DEARBORN (WWJ) - A significant jump in first-half sales has Ford optimistic that its European turnaround is getting into gear.
"We are very, very pleased on where we are on the European transformation plan," said Steven Odell, president Ford of Europe, Middle East and Africa.
Ford's European sales rose 6.6 percent in the first half of the year, slightly outperforming the industry average. However, Odell says the company is selling a much richer mix of products, and selling with fewer discounts.
"The three core elements, which I've always said were equally important in measure--of products, brand and cost--are all delivering at, or in some cases, better than we thought it would do."
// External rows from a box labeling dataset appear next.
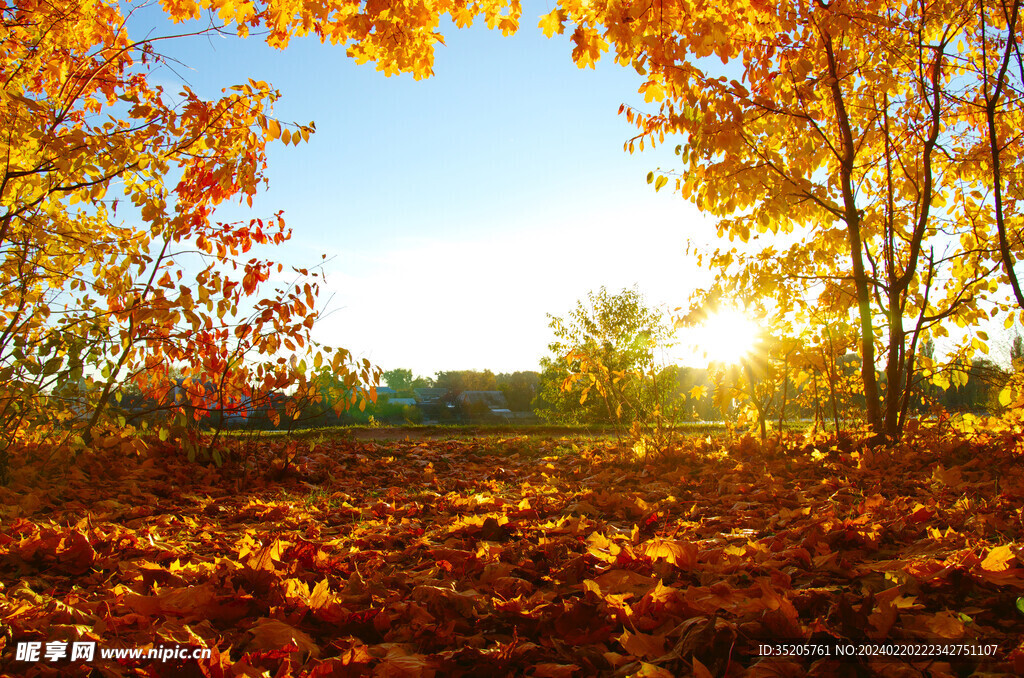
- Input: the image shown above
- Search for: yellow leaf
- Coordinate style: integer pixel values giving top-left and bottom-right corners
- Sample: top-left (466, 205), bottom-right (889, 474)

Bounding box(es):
top-left (981, 544), bottom-right (1016, 573)
top-left (618, 631), bottom-right (665, 660)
Odell, meeting with reporters at Ford World Headquarters, says Ford remains on track to post a profit in Europe next year. We'll learn more about the company's European progress, when it releases its second quarter profit report on July 24th.
Costs have been cut, as Ford has already closed two plants, and is planning to close a third this year, saving the company $400 million, which Odell says will be used to support the recovery in Europe.
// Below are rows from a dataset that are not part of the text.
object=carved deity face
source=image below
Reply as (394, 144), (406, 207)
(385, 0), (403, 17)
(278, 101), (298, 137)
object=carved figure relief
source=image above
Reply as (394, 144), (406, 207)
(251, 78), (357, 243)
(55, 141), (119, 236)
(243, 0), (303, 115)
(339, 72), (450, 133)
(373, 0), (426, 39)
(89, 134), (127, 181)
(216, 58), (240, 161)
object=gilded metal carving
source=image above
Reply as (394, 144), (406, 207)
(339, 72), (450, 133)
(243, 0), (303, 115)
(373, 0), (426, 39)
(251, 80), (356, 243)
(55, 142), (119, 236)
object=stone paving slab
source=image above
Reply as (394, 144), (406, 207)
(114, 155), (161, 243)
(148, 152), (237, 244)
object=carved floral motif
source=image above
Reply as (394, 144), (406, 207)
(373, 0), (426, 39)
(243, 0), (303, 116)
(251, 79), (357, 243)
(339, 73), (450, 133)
It's a recovery that's more pronounced in Northern Europe, particularly in Germany and the UK, but is starting to see some improvement in the harder hit southern European countries, where unemployment can top 20 percent.
"We're seeing Spain and Italy already starting to ramp up."
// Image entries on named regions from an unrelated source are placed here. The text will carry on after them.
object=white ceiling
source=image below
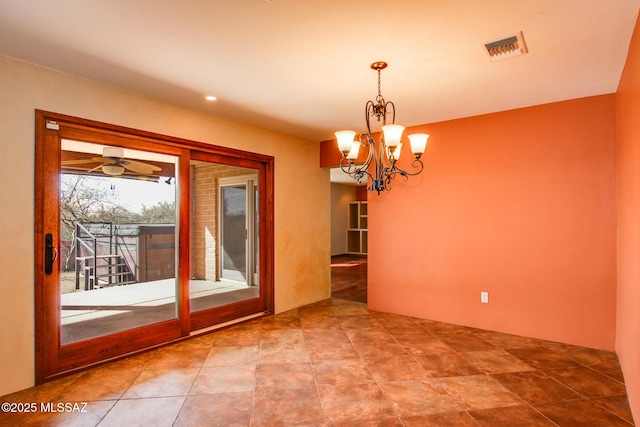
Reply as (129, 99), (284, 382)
(0, 0), (640, 141)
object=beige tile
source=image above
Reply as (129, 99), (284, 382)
(380, 380), (462, 419)
(251, 387), (324, 427)
(99, 396), (185, 427)
(174, 392), (253, 427)
(438, 375), (524, 410)
(313, 358), (374, 386)
(318, 383), (395, 426)
(202, 345), (258, 367)
(122, 368), (199, 399)
(189, 365), (256, 395)
(256, 363), (316, 390)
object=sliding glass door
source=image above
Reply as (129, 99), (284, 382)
(34, 111), (273, 383)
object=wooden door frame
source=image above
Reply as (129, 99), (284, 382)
(34, 110), (274, 384)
But, says Odell, the high jobless rate remains a drag on the European recovery.
"The issues still inhibiting a faster European recovery are unemployment."
Russia is also an area of concern, with June car sales in that country falling 17 percent in June, the worst showing in four years. That followed a 12 percent decline in May.
"Russia, our industry outlook is that it's below everybody's expectations," said Odell.
Analysts say a weakening of the Ruble has been hurting the Russian auto market. Odell sees the long term outlook in Russia as bright. But the weaker short term market has forced Ford to cut between 700 and 800 jobs at their joint venture in St. Petersburg.
The increased demand in Europe has been fueled by a stronger demand for higher end trims of Ford products. Odell says the more loaded "Titanium" trims have been doing well. Ford is also preparing to launch a near-luxury "Vignale" trim of some of its European operations.
Those are aimed at people who are ready to move up to a more premium vehicle, but aren't ready to spend what's necessary to buy a Mercedes, Audi or BMW. Odell says there are no plans to bring the Lincoln brand to Europe.
Ford will see the competitive landscape shifting as GM phases out its Chevrolet brand in Europe, to concentrate on Opel.
"One less competitor is helpful, but it's not significant, I don't think, for Ford," said Odell.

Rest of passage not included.